The last third of Earthling is packed with guest appearances. If this were a concert, this is where things would really take off. Stevie Wonder ignites the party and soloes the harmonica to pieces on fast-stomping “Try”, and before we gain our breath, Sir Elton John jumps out of the cake. On the countryfied “Picture”, the duet between Vedder and Sir Elton John delights to a cheeky but very heartwarming degree. Sir Elton John’s voice suits the song so well – it’s so powerful – you can almost hear the smile on Vedder’s face broaden throughout the song.
Putting the curtain on prolific guest appearances is Ringo Starr, who sits behind the kit on the Beatles tribute, “Mrs. Mills”, which fares like a B-side to the Yellow Submarine album with its keyboard trumpet and cello sounds. A nice homage to the legendary and grossly underrated, Liverpudlian drummer. Last but not least, Chad Smith from the Red Hot Chili Peppers effortlessly plays the drums on all but “Mrs. Mills”.
“On My Way” closes down the Earthling set. The song is an atmospheric, tongue-in-cheek, outro tune that could be part of a James Bond film soundtrack. It consists of snatches of songs from the album, like radio-static, which gives it a meta-like effect. Singing, along with Vedder, is his late estranged biological father, Edward Louis Severson Jr., who died when Vedder was 13 years old – that very father from the “Alive” lyrics. Culled from an old disc recording that Vedder had been holding on to for a decade before daring a listen, Edward’s voice croons like a late-career Sinatra, which adds an emotional gravitas that lingers, haunting. This duet from beyond the grave has an enormous effect, adding a sense of closure to something so profound it leaves the listener levitating away happily as the album ends.

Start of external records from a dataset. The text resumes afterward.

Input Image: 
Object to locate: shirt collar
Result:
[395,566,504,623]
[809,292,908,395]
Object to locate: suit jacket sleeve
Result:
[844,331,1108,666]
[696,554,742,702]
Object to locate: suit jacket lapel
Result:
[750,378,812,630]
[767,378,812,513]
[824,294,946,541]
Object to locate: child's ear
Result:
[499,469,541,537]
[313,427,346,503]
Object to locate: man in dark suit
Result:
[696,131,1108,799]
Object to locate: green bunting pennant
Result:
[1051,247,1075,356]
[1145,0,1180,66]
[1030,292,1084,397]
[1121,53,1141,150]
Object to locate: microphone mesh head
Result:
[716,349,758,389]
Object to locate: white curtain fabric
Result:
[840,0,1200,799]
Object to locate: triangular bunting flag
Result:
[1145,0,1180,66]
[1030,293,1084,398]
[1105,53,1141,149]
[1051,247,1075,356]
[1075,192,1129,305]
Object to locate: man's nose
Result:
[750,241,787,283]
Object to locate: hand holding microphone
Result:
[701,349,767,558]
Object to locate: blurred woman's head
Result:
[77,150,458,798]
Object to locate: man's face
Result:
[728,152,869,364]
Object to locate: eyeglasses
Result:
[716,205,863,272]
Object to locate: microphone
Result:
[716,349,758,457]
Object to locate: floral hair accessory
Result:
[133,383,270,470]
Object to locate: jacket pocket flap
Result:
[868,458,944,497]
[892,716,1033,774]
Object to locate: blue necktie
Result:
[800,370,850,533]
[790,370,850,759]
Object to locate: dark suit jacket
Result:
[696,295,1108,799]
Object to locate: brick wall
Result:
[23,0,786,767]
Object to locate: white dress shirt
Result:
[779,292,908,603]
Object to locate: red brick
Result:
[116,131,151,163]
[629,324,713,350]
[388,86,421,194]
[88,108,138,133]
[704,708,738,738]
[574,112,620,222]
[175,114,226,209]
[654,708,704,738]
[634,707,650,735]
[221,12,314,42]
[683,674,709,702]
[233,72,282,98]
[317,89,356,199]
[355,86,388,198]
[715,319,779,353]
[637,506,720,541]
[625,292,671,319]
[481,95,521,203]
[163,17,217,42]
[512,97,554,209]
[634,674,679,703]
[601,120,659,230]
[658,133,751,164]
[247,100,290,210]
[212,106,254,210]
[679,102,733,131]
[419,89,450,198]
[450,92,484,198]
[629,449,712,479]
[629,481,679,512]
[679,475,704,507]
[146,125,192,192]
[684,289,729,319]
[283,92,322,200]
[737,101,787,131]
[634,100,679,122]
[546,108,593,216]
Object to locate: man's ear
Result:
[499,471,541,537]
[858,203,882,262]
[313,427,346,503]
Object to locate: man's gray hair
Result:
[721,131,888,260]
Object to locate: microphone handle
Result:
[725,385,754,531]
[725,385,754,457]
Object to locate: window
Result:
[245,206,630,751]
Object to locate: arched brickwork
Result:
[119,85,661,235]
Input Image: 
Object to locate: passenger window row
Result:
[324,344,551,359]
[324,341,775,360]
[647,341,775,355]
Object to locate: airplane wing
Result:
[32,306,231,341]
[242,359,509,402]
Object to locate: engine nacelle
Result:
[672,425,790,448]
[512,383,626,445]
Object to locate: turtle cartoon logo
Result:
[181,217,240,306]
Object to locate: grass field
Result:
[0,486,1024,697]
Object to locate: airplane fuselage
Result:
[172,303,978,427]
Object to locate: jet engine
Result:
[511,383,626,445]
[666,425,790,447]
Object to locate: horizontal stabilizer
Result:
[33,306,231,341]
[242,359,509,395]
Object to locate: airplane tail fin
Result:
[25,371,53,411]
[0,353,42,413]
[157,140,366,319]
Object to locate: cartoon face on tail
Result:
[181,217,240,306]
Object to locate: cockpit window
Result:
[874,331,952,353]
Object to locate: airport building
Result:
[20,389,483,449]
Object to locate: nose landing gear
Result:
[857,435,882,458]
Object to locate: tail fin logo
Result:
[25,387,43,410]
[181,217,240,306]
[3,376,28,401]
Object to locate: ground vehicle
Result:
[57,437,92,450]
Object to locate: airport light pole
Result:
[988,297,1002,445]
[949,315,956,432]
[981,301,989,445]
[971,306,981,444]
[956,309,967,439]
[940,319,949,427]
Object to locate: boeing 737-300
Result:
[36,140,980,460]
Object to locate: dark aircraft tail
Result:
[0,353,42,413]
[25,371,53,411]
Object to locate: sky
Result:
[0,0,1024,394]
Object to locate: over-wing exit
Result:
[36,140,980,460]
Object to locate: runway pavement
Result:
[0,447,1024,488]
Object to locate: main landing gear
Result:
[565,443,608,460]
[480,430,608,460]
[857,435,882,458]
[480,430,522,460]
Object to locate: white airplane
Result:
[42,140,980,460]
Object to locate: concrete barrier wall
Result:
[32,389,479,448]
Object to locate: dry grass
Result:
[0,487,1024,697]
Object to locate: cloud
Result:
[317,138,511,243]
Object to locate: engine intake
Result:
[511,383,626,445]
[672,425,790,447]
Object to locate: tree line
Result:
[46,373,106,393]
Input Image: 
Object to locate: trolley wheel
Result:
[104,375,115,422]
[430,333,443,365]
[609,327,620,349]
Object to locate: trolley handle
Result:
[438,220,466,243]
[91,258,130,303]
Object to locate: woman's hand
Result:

Earthling is at its best when the many channeled voices find each other and complement one another, and when Vedder balances his admiration and inspiration as on the aforementioned, “Long Way”, “Picture” and on the devastating “Brother the Cloud”. In other places such as, “Fallout Today”, “Good and Evil”, and “Rose of Jericho” Vedder’s lyrics and impassioned performances are weighed down by predictable arrangements and bombastic production. Earthling swells when Vedder’s voice is momentarily allowed to breathe, such as on “The Haves” and “On My Way”.
Earthling is a grounded, earnest, weird, and sometimes corny album. It’s is a hodgepodge of inspiration, whims, and deep contemplation. It’s also a very uncalculated album – nothing is hidden or shielded in irony or convoluted symbolism. Earthling wears its earnestness on its sleeve and that is an underrated asset.